Wednesday, October 13, 2004

Bill O'Reilly is sued

Here is the sexual harassment lawsuit against FoxNews's Bill O'Reilly. O'Reilly says that it is extortion.

Whether or not the claims against O'Reilly have merit, it does sound like extortion to me. The claims are titillating, but not substantial. For example, the former employee threatens to reveal that O'Reilly wife has a vibrator.) The main purpose was an exorbitant confidential settlement. Conventional wisdom says that extortion is legal if it is done by a lawyer, but the law doesn't actually read that way.

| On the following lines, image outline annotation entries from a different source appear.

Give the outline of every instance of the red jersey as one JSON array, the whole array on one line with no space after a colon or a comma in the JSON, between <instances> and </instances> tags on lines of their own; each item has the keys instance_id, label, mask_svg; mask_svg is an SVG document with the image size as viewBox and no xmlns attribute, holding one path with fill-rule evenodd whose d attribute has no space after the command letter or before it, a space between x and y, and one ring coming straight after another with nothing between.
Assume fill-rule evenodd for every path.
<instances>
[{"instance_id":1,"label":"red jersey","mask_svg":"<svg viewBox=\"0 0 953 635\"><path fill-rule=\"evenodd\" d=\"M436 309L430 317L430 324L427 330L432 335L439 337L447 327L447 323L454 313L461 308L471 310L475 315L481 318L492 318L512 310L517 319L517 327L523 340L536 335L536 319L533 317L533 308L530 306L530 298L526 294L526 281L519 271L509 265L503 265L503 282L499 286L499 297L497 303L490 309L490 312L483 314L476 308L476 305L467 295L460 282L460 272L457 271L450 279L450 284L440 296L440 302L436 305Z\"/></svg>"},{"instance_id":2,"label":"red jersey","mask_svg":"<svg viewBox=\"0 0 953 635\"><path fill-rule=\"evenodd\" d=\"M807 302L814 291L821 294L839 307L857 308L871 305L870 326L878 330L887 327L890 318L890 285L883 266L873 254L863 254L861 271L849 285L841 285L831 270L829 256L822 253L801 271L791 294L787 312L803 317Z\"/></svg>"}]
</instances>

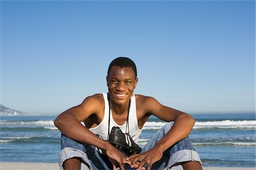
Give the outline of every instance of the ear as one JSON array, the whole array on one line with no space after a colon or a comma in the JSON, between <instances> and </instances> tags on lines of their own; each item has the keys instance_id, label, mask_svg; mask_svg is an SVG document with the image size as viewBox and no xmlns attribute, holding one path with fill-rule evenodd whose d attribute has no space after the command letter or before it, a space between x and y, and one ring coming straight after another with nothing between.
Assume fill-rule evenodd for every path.
<instances>
[{"instance_id":1,"label":"ear","mask_svg":"<svg viewBox=\"0 0 256 170\"><path fill-rule=\"evenodd\" d=\"M138 83L138 77L137 77L135 78L135 83L134 83L134 88L136 88L136 86L137 86L137 83Z\"/></svg>"},{"instance_id":2,"label":"ear","mask_svg":"<svg viewBox=\"0 0 256 170\"><path fill-rule=\"evenodd\" d=\"M109 76L108 75L106 76L106 79L107 81L107 86L109 87Z\"/></svg>"}]
</instances>

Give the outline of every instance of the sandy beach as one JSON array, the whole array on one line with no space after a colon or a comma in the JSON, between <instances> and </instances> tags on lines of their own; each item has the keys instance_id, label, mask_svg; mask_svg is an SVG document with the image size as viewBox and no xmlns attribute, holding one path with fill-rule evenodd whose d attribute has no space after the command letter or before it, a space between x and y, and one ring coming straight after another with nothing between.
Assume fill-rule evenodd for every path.
<instances>
[{"instance_id":1,"label":"sandy beach","mask_svg":"<svg viewBox=\"0 0 256 170\"><path fill-rule=\"evenodd\" d=\"M0 162L0 169L15 170L45 170L60 169L59 164L56 163L30 163ZM255 170L255 168L237 167L203 167L204 170Z\"/></svg>"}]
</instances>

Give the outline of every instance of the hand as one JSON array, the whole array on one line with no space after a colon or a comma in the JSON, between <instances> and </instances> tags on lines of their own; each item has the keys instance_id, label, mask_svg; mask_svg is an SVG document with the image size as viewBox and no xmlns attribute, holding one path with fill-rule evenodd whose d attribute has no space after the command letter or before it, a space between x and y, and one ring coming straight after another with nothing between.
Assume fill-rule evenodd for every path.
<instances>
[{"instance_id":1,"label":"hand","mask_svg":"<svg viewBox=\"0 0 256 170\"><path fill-rule=\"evenodd\" d=\"M125 170L123 164L125 163L131 164L130 160L126 160L127 156L111 144L108 147L106 153L109 157L109 160L112 163L113 168L114 170L118 167L120 167L122 170Z\"/></svg>"},{"instance_id":2,"label":"hand","mask_svg":"<svg viewBox=\"0 0 256 170\"><path fill-rule=\"evenodd\" d=\"M154 163L159 160L163 156L163 152L154 147L150 150L141 154L134 154L126 158L131 160L131 165L134 165L139 169L144 169L144 165L148 164L147 170L150 170ZM139 163L138 161L141 163Z\"/></svg>"}]
</instances>

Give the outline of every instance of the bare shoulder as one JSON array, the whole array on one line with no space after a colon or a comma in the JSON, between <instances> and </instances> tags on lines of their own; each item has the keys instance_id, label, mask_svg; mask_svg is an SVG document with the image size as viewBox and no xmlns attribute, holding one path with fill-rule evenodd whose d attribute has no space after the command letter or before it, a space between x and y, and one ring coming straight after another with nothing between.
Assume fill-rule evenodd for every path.
<instances>
[{"instance_id":1,"label":"bare shoulder","mask_svg":"<svg viewBox=\"0 0 256 170\"><path fill-rule=\"evenodd\" d=\"M135 95L136 106L144 112L151 112L161 106L161 104L154 97L142 95Z\"/></svg>"},{"instance_id":2,"label":"bare shoulder","mask_svg":"<svg viewBox=\"0 0 256 170\"><path fill-rule=\"evenodd\" d=\"M84 99L81 104L86 104L87 103L90 103L90 104L93 105L104 104L104 99L102 94L97 94L88 96Z\"/></svg>"}]
</instances>

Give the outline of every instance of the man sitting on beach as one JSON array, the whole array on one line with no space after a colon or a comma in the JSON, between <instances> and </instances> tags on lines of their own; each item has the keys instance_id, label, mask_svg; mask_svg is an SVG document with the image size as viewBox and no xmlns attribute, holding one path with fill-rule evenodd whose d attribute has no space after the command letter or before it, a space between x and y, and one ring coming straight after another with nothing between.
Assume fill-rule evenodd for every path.
<instances>
[{"instance_id":1,"label":"man sitting on beach","mask_svg":"<svg viewBox=\"0 0 256 170\"><path fill-rule=\"evenodd\" d=\"M106 83L108 94L88 96L55 120L55 126L62 133L61 169L202 169L199 155L188 138L194 119L153 97L134 95L138 78L133 61L126 57L114 60L109 67ZM119 131L129 146L136 147L142 127L151 115L168 123L140 154L126 156L109 142L109 132L115 126L129 133Z\"/></svg>"}]
</instances>

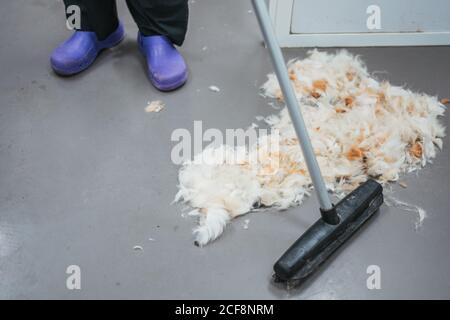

People think that Bill O'Reilly is a conservative, and he is on some issues, but he also suffers from the liberal delusion that courts, lawyers, government social workers, teachers, and other do-gooders can be relied upon to look out for the interests of children. On Oct. 3, 2002, he said:
That's one thing that Hillary Clinton got right -- everybody's gotta be looking out for the kids because sometimes the parents are not.
It will be interesting to see how this lawsuit changes his worldview.

At one point in my wife's divorce lawsuit, her lawyer offered to keep the charges against me confidential. She was very careful not to make the offer in writing. She hinted about how I could be embarrassed by publicity from the case, and from the accusations that my wife was going to be making. She promised to file a motion to ask the court to seal the court records, but then refused to do so.

In retrospect, I was foolish to take her position at face value. She was using standard code words for an extortion attempt. Had I been represented by a lawyer, he would have advised me to respond with a confidential settlement offer. Her lawyer figured that I would be willing to pay a lot of money in order to keep her accusations secret.

But lawyers are almost never punished for extortion. (An isolated exception is cited on Volokh's legal blog.) The lawyers who were trying to extort Bill O'Reilly will just say that they were just trying to get a remedy for their client's grievances, and that they were even ethically bound to advance their client's interests in any way possible. My wife's lawyer would say something similar.